Subjects placed into POAG study groups had glaucomatous optic nerve head changes related to a visual field defect that satisfied at least two Anderson and Patella criteria with open angle structure. These patients had undergone at least three visual field tests, demonstrating a visual field defect in at least three tests. Glaucoma patients were classified as either early or moderate-to-severe according to the Hodapp-Parrish-Anderson criteria.13 Inclusion criteria regarding age and vision and exclusion criteria regarding refractive error, cataract status, medical history, and OCT quality score were identical to those used for the control group. In addition, other types of glaucoma were also excluded. For glaucomatous subjects, the eye with a more severe glaucoma status was chosen as the study eye. If subjects had a similar glaucoma severity in both eyes, the study eye was randomly selected. For subjects with normal eyes, the study eye was also randomly selected.
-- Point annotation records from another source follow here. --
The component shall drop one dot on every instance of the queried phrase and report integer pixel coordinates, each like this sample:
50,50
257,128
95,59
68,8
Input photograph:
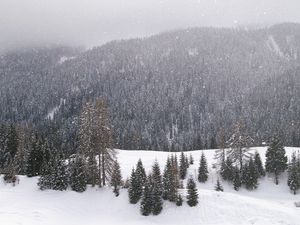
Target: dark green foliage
192,196
35,158
202,170
259,165
183,165
219,186
116,178
179,200
191,159
169,182
293,175
140,172
77,174
147,201
135,189
227,170
250,175
276,160
237,183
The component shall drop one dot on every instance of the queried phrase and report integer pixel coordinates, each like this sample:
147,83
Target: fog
94,22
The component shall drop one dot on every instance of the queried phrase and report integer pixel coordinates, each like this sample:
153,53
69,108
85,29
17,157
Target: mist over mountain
171,91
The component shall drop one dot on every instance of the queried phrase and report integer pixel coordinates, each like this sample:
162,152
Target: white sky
94,22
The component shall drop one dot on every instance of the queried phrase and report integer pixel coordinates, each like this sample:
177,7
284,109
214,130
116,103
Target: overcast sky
94,22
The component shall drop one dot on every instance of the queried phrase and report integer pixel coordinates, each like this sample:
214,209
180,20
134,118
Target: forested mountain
172,91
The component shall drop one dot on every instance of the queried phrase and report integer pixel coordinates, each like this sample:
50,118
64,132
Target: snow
269,204
272,44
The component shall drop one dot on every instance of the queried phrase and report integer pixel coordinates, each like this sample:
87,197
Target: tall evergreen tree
276,160
182,166
219,186
135,189
259,165
147,200
116,178
293,175
202,170
239,144
237,183
192,196
77,174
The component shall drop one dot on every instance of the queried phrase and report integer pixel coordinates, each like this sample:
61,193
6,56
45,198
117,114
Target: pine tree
227,170
192,196
293,175
146,202
179,200
135,189
239,144
202,170
169,182
140,172
250,175
116,178
219,186
77,174
259,165
237,183
276,161
182,166
191,159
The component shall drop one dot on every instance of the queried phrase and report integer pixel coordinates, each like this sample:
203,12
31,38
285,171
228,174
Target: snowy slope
269,204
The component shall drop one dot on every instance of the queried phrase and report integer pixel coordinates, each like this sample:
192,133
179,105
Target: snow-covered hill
269,204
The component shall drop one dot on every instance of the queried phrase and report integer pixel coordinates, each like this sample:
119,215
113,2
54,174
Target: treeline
170,92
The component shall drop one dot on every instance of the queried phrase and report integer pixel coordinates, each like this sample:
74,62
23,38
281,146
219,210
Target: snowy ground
269,204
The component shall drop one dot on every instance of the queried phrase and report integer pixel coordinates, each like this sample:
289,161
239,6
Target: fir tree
293,175
202,170
77,174
219,186
259,165
276,161
227,170
191,159
116,178
147,201
192,196
135,189
140,172
179,200
169,182
250,175
182,166
237,183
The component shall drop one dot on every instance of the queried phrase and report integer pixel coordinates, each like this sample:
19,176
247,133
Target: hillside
171,91
269,204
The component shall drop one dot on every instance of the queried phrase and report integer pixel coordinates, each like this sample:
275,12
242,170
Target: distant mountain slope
169,91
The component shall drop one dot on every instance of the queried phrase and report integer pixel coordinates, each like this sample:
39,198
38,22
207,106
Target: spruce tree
179,200
276,161
250,175
259,165
116,178
293,175
140,172
182,166
77,174
192,196
202,170
237,183
227,170
147,201
191,159
135,189
219,186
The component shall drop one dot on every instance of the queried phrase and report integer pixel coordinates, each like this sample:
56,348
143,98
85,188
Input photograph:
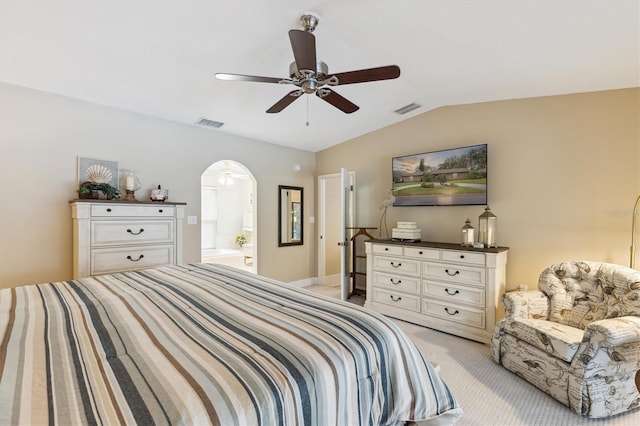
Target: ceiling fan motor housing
310,80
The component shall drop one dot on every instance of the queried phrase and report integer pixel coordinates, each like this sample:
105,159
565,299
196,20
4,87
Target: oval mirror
290,214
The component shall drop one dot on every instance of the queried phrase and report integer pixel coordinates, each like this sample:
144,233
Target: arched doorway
228,215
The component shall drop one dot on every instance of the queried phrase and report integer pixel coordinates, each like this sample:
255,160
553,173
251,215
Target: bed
206,344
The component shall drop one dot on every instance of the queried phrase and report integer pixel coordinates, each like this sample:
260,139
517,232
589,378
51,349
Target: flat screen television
452,177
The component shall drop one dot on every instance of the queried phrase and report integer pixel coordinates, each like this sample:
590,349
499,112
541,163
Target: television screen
453,177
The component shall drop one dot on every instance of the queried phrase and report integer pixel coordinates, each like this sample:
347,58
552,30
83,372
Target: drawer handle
447,311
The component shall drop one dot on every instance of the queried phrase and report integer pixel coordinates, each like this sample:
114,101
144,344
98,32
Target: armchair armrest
526,304
610,349
612,332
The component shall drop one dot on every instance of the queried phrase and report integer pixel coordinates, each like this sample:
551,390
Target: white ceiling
159,58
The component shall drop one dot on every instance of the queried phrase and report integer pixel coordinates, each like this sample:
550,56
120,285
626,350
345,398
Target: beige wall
563,174
41,136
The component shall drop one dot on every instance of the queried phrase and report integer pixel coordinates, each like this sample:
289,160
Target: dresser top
93,200
447,246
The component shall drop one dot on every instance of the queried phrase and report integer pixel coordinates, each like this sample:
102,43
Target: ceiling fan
311,75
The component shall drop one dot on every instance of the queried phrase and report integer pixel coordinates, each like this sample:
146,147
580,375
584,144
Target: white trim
305,282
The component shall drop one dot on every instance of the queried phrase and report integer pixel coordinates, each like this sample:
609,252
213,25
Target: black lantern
487,226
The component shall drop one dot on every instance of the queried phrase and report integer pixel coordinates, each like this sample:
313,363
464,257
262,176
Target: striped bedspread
205,344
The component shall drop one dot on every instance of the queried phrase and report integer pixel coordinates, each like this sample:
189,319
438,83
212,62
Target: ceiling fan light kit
311,75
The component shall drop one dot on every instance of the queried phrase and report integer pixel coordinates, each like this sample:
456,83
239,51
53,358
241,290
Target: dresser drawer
109,232
387,249
451,293
455,313
422,253
454,273
104,261
397,265
397,299
397,282
117,210
464,257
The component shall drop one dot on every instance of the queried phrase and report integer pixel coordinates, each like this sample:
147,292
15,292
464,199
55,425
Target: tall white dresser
116,236
438,285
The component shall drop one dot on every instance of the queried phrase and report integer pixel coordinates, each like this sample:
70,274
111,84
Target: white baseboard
331,280
305,282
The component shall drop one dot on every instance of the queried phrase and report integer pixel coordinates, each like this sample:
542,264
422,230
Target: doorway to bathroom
228,216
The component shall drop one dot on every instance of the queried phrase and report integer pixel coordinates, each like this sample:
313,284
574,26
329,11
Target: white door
331,226
345,193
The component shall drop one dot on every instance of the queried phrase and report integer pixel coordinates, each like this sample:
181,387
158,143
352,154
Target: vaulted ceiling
159,58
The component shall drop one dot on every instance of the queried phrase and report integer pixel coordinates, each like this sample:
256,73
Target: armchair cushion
561,341
575,292
578,337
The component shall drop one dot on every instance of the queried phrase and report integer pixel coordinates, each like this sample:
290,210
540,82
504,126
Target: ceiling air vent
405,109
209,123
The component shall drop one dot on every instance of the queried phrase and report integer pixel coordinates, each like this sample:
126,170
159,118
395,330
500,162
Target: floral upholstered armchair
577,337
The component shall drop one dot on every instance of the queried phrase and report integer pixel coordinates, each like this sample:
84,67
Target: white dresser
438,285
116,236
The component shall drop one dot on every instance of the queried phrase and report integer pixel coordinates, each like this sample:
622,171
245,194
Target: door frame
323,209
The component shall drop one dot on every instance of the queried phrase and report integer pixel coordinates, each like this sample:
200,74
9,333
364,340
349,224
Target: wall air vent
405,109
209,123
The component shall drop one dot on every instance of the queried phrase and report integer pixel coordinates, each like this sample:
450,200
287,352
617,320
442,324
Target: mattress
206,344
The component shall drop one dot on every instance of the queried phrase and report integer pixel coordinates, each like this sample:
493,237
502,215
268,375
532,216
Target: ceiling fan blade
241,77
303,44
369,74
285,101
337,100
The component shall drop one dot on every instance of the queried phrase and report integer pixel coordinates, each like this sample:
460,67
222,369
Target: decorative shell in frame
99,174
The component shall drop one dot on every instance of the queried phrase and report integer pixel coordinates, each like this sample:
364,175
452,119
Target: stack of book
406,231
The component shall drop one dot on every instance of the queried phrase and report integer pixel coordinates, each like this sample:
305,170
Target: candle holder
487,227
130,184
467,234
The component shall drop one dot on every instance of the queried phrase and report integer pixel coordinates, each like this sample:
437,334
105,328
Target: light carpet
488,393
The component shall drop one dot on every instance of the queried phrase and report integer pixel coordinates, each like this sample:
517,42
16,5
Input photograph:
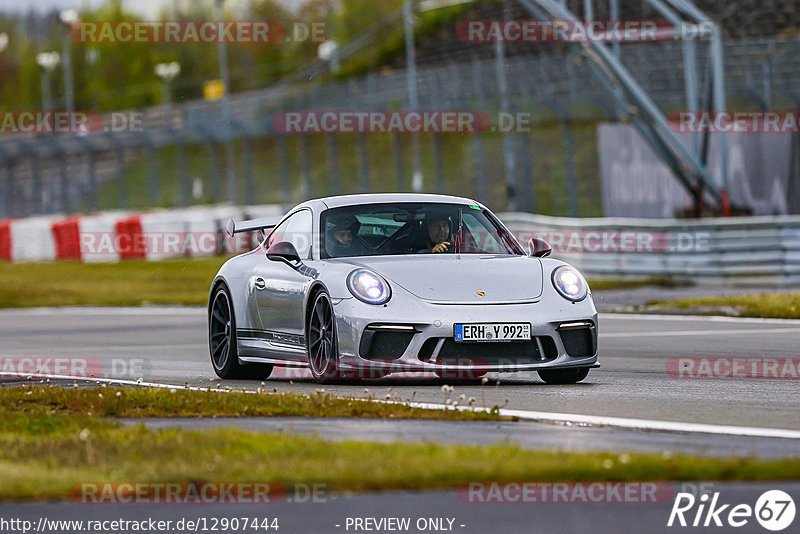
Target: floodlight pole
224,74
413,96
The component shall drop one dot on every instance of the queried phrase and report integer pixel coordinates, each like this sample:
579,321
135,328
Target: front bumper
422,338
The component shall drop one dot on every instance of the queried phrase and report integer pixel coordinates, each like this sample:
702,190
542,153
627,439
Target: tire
222,341
564,376
322,342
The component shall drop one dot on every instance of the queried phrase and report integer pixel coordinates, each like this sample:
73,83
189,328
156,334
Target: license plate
492,332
Thickness measurements using optical coherence tomography
For Cirrus HD-OCT scans, the optic disc cube 200×200 and macular cube scan 512 A-scans×128 B-scans protocols were used to measure PP-RNFL, macular, and GC-IPL thickness. To measure PP-RNFL thickness from Cirrus HD-OCT scans, a scan circle of 3.46 mm in diameter was used. The 3D optic disc and wide scan protocols were used to measure PP-RNFL, macular, and GC-IPL thickness using DRI-OCT. The 3D optic disc scan is comprised of 512 A-scans×256 B-scans covering a 6×6 mm square area centered on the optic disc. Data along a scan circle of 3.4 mm in diameter was used to evaluate PP-RNFL thickness. The 3D wide scan images a 12×9 mm rectangular area centered between the optic disc and the fovea. The final scan is composed of 512 A-scans×256 B-scans. This wide scan was used to evaluate macular and GC-IPL thickness.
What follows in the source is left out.